Husain is as loath to sitting on judgment on his literary creations as he is opposed to employing formulae and generalisations to understand literature. “Creating literature is like being in love. Both the writer and the lover cannot explain why they are doing what they are doing,” he tells the Herald. He is also categorical in saying that literature does not have a social function to perform. “Social welfare is only one part of the human existence. Literature is concerned with all its parts, internal and external, material and immaterial, natural and man-made.”
But he never hesitates to call a spade a spade when it comes to his literary opponents. “They accuse me of nostalgia. Look at what they are doing themselves. Hameed Akhtar (a luminary of the Progressive Writers’ Movement) is now writing column after column about the good old days of the movement. When I wrote on the felling of a tree, it was a reactionary step. Now talking about environment is fashionable and progressive,” he says in his sure, calm and rather low voice.
However, this does not mean that he has not given praise where it was due. For instance he does not grudge Faiz Ahmed Faiz the status of being the “only major poet of the progressive movement” for the sweetness of his diction and for his ability to turn the “slogan into a song”, though elsewhere in his essays he satirises the poet for not being able to write solid verse.
His favourites among Pakistani writers are his pals Nasir Kazmi, Munir Niazi and Ahmed Mushtaq. After them he sees nothing but darkness on the literary horizon. “This generation is yet to produce its important writers,” he says but agrees that this “barren period” is neither exclusive to the current era nor specific to Pakistan. “Every writer and every society faces barren periods.”

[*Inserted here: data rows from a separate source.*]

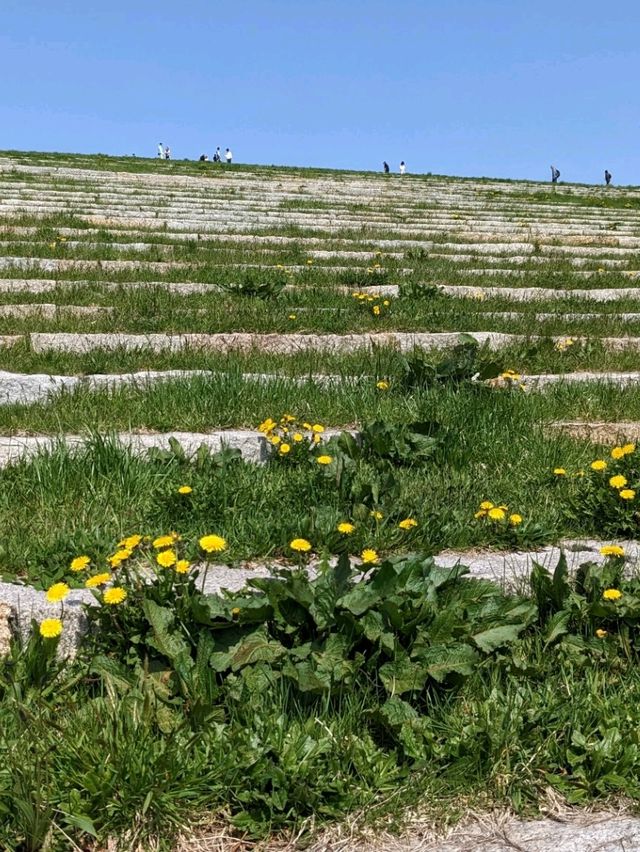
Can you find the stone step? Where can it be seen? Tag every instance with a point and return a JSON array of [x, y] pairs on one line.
[[598, 432], [526, 294], [289, 344], [29, 388], [509, 569]]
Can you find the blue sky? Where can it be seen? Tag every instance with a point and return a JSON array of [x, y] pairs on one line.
[[484, 87]]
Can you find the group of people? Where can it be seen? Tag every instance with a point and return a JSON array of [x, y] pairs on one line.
[[217, 157], [555, 174], [402, 169], [164, 153]]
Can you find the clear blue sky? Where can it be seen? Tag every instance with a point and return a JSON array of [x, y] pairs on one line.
[[466, 87]]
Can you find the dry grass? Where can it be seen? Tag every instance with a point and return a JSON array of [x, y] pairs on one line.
[[475, 830]]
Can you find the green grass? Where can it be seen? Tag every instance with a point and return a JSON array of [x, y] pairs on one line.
[[166, 718], [321, 715], [492, 445]]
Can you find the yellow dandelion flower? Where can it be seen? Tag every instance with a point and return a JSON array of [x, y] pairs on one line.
[[612, 550], [118, 557], [57, 592], [267, 425], [166, 558], [130, 542], [213, 543], [80, 563], [98, 580], [369, 556], [114, 596], [50, 628], [612, 594], [618, 481]]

His generation, he is sure, produced some of the best writers and poets in Pakistan. In fact immediately after the Partition he announced that people such as Nasir Kazmi, Saleem Ahmed, Shohrat Bukhari, Anjum Romani were “the poets” of that age. It seemed to be obvious to him to mention his name as “the short story writer” of the period; most of the rest were only repeating what had already been written.

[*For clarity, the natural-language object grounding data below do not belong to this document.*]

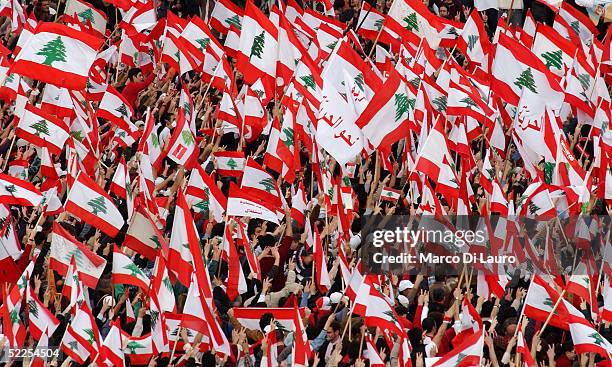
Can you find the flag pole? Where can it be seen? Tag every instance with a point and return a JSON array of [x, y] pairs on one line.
[[601, 269], [552, 312], [8, 153]]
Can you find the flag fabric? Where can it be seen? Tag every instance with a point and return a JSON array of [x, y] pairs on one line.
[[143, 236], [41, 320], [94, 206], [82, 338], [64, 247], [57, 54], [515, 69], [257, 54], [230, 163], [14, 191], [320, 263], [87, 15], [283, 316], [203, 194], [225, 15], [184, 237], [385, 119], [241, 203], [126, 272], [42, 129]]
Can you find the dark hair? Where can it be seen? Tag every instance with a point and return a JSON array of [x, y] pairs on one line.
[[335, 326], [133, 72], [428, 324], [265, 320]]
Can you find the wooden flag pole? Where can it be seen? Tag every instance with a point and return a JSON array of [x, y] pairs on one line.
[[552, 312]]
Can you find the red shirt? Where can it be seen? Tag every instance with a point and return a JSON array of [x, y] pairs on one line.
[[131, 90]]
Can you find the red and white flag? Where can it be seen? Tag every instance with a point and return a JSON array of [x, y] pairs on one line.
[[385, 119], [203, 194], [143, 236], [94, 206], [87, 14], [224, 15], [258, 49], [59, 55], [40, 318], [243, 203], [64, 247], [230, 163], [82, 338], [126, 272], [14, 191], [183, 239]]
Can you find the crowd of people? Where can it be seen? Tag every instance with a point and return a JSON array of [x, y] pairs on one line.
[[181, 203]]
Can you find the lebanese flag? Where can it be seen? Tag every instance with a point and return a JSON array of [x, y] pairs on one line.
[[14, 191], [159, 330], [536, 201], [260, 183], [82, 338], [389, 194], [467, 354], [87, 15], [283, 317], [587, 340], [243, 203], [606, 311], [301, 346], [59, 55], [113, 346], [114, 108], [373, 356], [40, 318], [140, 16], [491, 284], [202, 194], [298, 204], [580, 25], [372, 305], [257, 54], [236, 279], [473, 41], [224, 15], [230, 163], [118, 184], [320, 262], [198, 315], [94, 206], [539, 302], [41, 361], [143, 236], [57, 101], [434, 158], [385, 119], [126, 272], [162, 286], [12, 326], [516, 68], [9, 242], [522, 348], [470, 323], [183, 148], [64, 246], [183, 239], [556, 52], [466, 101]]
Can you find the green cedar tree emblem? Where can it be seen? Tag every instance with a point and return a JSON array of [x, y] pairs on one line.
[[53, 51]]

Fast forward to 2007, Husain seems to have changed little in terms of his relationship with his contemporaries, the subject matter of his writings and his technique. He also appears to have continued with his likes and dislikes. In his eighty-first year, he lives alone after the death of his wife (he married in 1966 at the age of 41 and has no children) and is far removed from the fads and the fashions of the day.
He hates to discuss cricket (he believes it to have resulted from a blind following of the West), avoids indulging in debates about religion and shies away from mentioning politics. “I have never been interested in politics. Even during my school and college days I was more interested in reading and writing,” he says, though he reads the newspapers regularly. Not just that he has been writing a regular literary column since the early 90s, first in the Frontier Post and now in Dawn.
In a daily life that has all the ingredients of a rigmarole routine such as bathing, shaving, visiting people and places, Husain likes to start his day with a walk at the Lawrence Gardens … where the sparrows chirp, the cuckoo sings and the trees sway. Only monkeys don’t frolic here; straight out of his own short stories, they may be spotted everywhere outside the Gardens.